South Africa has stopped using the vaccine completely, fearing it won’t be enough to prevent people from getting sick from the B.1.351 variant, which is now the dominant virus there.
Trial data surrounding the age of volunteers has also been a factor of concern to Health Canada, Dr. Supriya Sharma, Health Canada’s chief medical adviser, said on Feb. 9.
Earlier this month, Health Canada said there has been some “back-and-forth” with the company to finalize the rules for how the vaccine is to be used and on whom.
The concern there lies in whether the vaccine was effective enough on older adults since the first two phases of its trials did not include people over the age of 65. Many European countries have only authorized it for use on people younger than 65.
The shot is less effective in clinical trials than its rivals — 62 per cent versus high 90s — but offers logistical benefits, including low-temperature storage.
If approved, the authorization would set in motion an agreement for up to 20 million vaccines for Canada, though they’re not expected to arrive until at least the second quarter.
Sharma has insisted Health Canada’s decision on the shot is “in the final stages.”
“I don’t envy Health Canada’s position right now because I think they’re in a very difficult position,” Kelly Grindrod, a professor at the University of Waterloo’s School of Pharmacy, told Global News in a previous interview.
“What we are seeing them do, though, is their job.”
Despite the seemingly slow pace, some experts have commended the national health agency for its meticulous analysis, saying it only emphasizes that safety is a top priority.
Dr. Howard Njoo, Canada’s deputy chief health officer, emphasized that Thursday. He said he had “no line of sight” in terms of the approval process but that Health Canada regulatory experts are doing their “due diligence.”
“I think Canadians can rest assured that we have one of the most stringent regulatory processes in the world and that the safety and effectiveness of any vaccine or any product will have gone through a rigorous process.”
Johnson & Johnson
It was expected AstraZeneca would be the third vaccine approved in Canada, but it now appears Johnson & Johnson could be moving ahead in line.
The one-dose shot also appears less effective than the mRNA vaccines — 66 per cent in a large global trial — but experts say it can still play an important role, as it offers strong protection against severe illness.
This week, the U.S. Food and Drug Administration underlined those findings, saying the vaccine does, in fact, appear to be safe and effective.
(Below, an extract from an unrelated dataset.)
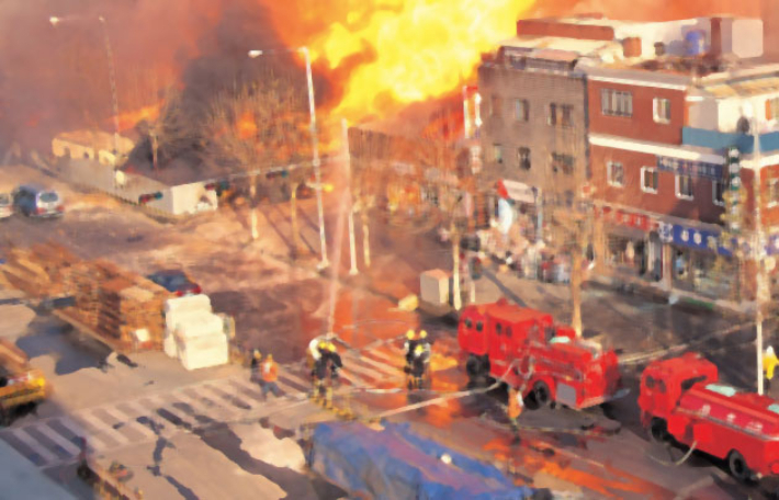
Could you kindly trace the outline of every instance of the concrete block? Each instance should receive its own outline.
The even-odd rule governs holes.
[[[443,305],[449,302],[449,273],[440,269],[425,271],[419,276],[420,298],[422,302]]]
It paves the way for a final U.S. decision on issuing emergency use authorization (EUA) as early as the weekend.
Pending authorization, the U.S. expects to roll out three to four million doses next week.
Canada has been somewhat in lockstep with the U.S. on COVID-19 vaccine approvals. Pfizer and Moderna are approved in both countries.
But neither Fortin nor Njoo could provide any further update on its approval process either.
Njoo said provinces and territories are thinking ahead — planning how various vaccines might fit into their approach, based on their characteristics — but that its approval would only be an addition.
“As additional vaccines are potentially approved in Canada, that can only add to the confidence Canadians have,” Njoo said.
Canada has ordered 10 million doses from Johnson & Johnson. It also has the option of ordering up to 28 million more, if deemed necessary. The majority of those shots are expected to arrive by the end of September.
Like AstraZeneca, it has logistical benefits. The vaccine only requires a single dose and can be stored for months at refrigerator temperature, instead of the ultracold or frozen temperatures of others.
Unlike AstraZeneca, which has been approved in more than two dozen jurisdictions, only one country has approved Johnson & Johnson’s vaccine. Bahrain approved the one-dose vaccine on Thursday. The small Gulf state already offers its residents Pfizer, AstraZeneca, China’s SinoPharm, and Russia’s Sputnik V vaccines.